I realized, much to my dismay, that I had not enjoyed one moment with Yedidya. Was this the same person I had gone out with and been engaged to? He seemed so… different
I returned home from Eretz Yisrael after seminary some twenty-odd years ago to a perfect storm. My family lived in a small out-of-the-way community where there were no jobs available and no suitable career-training programs. It didn’t help that I had never been a good student. My teachers didn’t think very highly of me and neither did my own parents.
I was the odd man out in my family because I was highly emotive and passionate while my parents and siblings were reserved and restrained. My father’s motto was “If someone spits on you tell yourself it’s raining.” This impassive attitude did not dovetail with my sensitive demonstrative nature and without any school or job to head out to each morning I found myself around my family all the time which was very difficult for me.

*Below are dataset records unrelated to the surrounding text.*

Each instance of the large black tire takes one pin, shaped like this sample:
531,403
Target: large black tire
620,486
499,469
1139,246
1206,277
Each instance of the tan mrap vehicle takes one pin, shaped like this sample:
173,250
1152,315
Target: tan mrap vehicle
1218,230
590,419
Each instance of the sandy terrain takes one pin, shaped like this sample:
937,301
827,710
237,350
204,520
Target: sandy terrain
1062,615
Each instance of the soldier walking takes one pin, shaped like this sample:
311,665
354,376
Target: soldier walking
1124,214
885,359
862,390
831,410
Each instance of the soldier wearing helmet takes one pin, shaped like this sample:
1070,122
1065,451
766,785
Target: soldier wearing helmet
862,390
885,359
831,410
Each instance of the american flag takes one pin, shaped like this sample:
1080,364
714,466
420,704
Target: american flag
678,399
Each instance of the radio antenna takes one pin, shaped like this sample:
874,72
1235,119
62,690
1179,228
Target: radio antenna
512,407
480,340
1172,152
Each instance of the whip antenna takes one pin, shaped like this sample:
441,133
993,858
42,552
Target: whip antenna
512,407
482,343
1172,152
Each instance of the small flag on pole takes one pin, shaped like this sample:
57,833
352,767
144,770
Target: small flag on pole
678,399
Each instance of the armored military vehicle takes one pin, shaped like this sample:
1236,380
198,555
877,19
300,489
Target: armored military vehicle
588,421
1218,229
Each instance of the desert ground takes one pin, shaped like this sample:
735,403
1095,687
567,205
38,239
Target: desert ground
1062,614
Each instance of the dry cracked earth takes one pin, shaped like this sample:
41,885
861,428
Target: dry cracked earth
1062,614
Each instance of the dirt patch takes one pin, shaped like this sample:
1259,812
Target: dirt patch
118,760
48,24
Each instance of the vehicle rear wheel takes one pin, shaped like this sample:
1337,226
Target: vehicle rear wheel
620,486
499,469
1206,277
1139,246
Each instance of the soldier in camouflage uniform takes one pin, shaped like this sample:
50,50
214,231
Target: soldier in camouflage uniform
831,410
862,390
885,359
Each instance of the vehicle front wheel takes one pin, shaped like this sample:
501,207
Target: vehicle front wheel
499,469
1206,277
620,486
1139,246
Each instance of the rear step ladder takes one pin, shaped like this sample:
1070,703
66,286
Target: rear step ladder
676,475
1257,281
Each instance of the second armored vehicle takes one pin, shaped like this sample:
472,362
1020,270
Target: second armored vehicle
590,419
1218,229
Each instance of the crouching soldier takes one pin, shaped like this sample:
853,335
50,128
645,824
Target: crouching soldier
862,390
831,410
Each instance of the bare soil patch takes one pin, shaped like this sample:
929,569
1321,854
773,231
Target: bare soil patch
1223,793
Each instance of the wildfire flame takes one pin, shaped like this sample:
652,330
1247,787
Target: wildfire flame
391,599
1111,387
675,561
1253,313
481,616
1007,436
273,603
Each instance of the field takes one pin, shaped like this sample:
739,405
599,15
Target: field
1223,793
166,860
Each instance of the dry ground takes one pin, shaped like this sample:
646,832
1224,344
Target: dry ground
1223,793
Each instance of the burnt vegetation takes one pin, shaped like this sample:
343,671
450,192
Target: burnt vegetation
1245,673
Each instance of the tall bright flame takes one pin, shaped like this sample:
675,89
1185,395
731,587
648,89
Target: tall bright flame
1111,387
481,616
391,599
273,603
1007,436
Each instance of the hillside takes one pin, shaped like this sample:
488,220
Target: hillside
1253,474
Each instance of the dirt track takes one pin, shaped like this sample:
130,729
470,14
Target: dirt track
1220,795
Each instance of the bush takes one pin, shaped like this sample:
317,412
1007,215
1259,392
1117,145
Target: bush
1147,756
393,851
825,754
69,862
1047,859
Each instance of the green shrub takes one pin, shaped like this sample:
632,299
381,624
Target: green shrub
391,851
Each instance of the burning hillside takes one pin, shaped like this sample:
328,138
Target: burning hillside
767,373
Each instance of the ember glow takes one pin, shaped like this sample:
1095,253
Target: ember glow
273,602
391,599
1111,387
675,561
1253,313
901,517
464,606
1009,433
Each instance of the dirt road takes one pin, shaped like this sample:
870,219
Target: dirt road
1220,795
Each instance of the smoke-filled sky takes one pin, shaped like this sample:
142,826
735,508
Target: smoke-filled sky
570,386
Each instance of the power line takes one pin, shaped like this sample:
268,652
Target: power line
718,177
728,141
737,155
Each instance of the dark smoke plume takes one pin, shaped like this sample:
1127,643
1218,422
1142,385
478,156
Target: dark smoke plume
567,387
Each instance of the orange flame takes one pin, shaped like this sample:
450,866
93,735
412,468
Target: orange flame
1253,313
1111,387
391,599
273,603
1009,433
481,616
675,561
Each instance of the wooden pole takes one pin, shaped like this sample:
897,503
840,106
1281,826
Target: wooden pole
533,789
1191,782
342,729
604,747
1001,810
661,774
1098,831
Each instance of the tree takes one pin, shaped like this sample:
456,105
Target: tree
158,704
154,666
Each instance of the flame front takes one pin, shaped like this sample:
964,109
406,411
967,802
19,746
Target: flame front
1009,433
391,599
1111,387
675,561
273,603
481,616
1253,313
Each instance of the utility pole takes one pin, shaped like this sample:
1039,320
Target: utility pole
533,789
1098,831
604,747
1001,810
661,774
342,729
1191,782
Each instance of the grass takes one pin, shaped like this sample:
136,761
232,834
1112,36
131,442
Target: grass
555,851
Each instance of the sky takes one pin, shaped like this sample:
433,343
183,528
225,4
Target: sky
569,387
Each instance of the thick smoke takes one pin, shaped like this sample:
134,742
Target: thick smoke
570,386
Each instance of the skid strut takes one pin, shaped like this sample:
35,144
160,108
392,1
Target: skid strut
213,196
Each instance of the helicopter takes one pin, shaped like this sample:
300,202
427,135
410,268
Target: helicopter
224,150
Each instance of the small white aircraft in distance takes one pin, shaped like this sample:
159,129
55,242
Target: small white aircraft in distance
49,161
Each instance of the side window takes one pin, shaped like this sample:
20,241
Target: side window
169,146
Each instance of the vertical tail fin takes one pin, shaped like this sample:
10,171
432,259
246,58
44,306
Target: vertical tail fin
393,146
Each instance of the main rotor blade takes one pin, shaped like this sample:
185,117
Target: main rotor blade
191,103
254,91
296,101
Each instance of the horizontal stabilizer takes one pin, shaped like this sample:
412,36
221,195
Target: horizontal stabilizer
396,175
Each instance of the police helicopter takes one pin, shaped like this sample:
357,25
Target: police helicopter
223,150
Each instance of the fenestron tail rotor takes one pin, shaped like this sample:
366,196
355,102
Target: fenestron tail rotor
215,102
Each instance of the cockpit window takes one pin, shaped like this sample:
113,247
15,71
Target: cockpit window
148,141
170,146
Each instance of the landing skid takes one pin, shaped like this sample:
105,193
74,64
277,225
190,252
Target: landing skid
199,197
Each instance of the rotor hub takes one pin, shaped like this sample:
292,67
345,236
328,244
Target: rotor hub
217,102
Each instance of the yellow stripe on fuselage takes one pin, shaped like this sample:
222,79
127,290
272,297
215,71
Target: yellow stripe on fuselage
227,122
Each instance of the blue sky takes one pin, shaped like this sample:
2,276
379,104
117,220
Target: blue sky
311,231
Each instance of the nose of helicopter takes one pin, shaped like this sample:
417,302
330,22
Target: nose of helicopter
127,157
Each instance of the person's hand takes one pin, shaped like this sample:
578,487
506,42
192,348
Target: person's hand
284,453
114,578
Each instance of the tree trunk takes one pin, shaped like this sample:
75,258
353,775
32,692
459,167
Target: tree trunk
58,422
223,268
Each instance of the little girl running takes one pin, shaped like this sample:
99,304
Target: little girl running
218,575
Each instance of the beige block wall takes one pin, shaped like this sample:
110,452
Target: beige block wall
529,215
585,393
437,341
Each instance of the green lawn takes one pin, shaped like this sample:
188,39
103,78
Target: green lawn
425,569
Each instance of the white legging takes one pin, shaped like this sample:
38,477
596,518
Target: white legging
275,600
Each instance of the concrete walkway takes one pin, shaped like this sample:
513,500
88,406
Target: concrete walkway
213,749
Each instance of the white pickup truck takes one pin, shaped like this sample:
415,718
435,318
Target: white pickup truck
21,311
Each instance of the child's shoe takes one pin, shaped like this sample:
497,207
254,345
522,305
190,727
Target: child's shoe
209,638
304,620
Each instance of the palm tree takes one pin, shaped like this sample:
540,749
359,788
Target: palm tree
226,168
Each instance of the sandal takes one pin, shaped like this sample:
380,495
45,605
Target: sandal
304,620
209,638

I had dreams of marrying a serious ben Torah but my parents did not think I was cut out for a kollel life. Besides my father was very cynical about and biased against people who were too frum or yeshivish. “The frummer a person becomes the less of a mensch he becomes ” he often declared. He and my mother were insistent that I date only boys who were already working.
Having nothing to do and feeling out of place in my own family I spent my days sitting and waiting for The Phone Call to come. I said Perek Shirah and Shir Hashirim every day and I did every other shidduch segulah in the book. I had to get married. It was the only way out.